権力を持ったフェルミナは、すぐにクラウディアを排除しようとするに違いない。
自分の身を守るためにも、現状を維持するしかなかった。
気持ちは晴れないものの、ベッドの柔らかさが疲れを癒やしてくれたのか、自然と瞼が下がっていく。
知らず寝入ってしまったクラウディアを起こしたのは、侍女長のマーサだった。
「クラウディア様っ、なんてはしたない格好で寝ているのですか! ベッドに入られるなら掛け布団を被ってください、風邪をひきますよ!」
(ベッドで寝ているのに、はしたないもないでしょうに……)
言い返したくなる気持ちをぐっと堪える。
ベッドでダイブしたままの寝姿以上に、風邪をひくのを心配してくれたのだとわかったからだ。
「ベッドに横になられる場合は、枕に頭をのせて」
「ごめんなさい、次から気を付けます」
しかしお小言が終わりそうになかったので、しおらしく謝る。
そのあと母親の姿勢を真似て背筋を伸ばせば、マーサは満足げに頷いて引き下がった。
どうやらマーサは、母親の力強い姿に憧れていたらしい。
(シルヴェスター様も、これぐらい扱いやすかったらいいのだけど)
「ではクラウディア様、身なりを整えてくださいませ。旦那様がご帰宅されます」
「お父様が? あまり間が空いていないわね」
「殿下とのお茶会を気にしておられるのではないでしょうか。それと旦那様がお屋敷に帰られるのは、普通のことです」
なるほど、とマーサに頷きながらも、普通じゃないのが今までの父親だった。
シルヴェスターとのお茶会を基点に、流れが変わってきているのだろうか。
(きまぐれな神様も楽しんでくれているかしら)
ヘレンについて祈ったとき、そういう約束をした。
だからこそ、未来は変えられると信じられているところもある。
(じゃなきゃ、人生をやり直す意味なんてないものね)
今まで放置していたクセに、自分にとって都合が良いと干渉してくる父親には辟易するが。
これもヘレンのため、とクラウディアは拳を握る。
彼女の娼館行きを止めるのに、父親の協力があって困ることはない。
侍女たちに頼んで情報は集めてもらっている。
残念ながら状況的に伯爵家の没落は止められないが、ヘレンはまだ救える可能性があった。

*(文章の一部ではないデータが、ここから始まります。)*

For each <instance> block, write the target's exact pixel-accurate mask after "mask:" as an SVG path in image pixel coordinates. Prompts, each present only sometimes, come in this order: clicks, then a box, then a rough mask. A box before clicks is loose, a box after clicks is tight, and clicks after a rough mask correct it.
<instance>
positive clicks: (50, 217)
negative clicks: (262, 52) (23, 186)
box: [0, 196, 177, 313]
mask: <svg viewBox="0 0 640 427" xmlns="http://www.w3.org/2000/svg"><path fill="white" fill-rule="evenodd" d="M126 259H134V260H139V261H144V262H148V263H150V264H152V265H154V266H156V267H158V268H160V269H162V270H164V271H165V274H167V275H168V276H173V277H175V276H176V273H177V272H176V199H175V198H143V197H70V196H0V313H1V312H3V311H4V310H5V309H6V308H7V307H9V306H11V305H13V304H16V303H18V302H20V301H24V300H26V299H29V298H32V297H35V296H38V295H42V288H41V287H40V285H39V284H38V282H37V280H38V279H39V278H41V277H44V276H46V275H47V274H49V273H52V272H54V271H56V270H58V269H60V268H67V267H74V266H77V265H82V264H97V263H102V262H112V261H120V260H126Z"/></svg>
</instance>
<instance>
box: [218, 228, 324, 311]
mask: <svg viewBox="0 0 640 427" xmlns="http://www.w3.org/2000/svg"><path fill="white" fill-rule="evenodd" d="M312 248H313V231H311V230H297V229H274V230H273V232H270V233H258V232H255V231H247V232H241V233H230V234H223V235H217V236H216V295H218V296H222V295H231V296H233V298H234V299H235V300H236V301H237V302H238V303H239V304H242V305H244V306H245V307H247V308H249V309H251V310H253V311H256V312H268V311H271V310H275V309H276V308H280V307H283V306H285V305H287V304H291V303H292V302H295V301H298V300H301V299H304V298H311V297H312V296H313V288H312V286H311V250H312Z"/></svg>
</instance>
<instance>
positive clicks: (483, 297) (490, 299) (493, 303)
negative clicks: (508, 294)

(お父様の機嫌が良さそうだったら、そろそろヘレンのことも相談してみましょうか)
伯爵家没落後、ヘレンはお金に困って娼館に身を売ったと聞いていた。その頃には他家に働きにいく伝手もなくなっていたと。
娼館へ行く前のヘレンは貴族令嬢でしかなく、働くという意識が薄かった。彼女もクラウディアと同じく、娼館で人生を学んだのだ。
生活できるお金があればいいのなら、公爵家で侍女として雇えばいい。
今ならクラウディアという「本人も知らない」伝手がある。
自分の心情にさえ目を瞑れば、シルヴェスターとのお茶会は成功したといっても差し支えない。
これをカードに、クラウディアは父親と交渉することを決めた。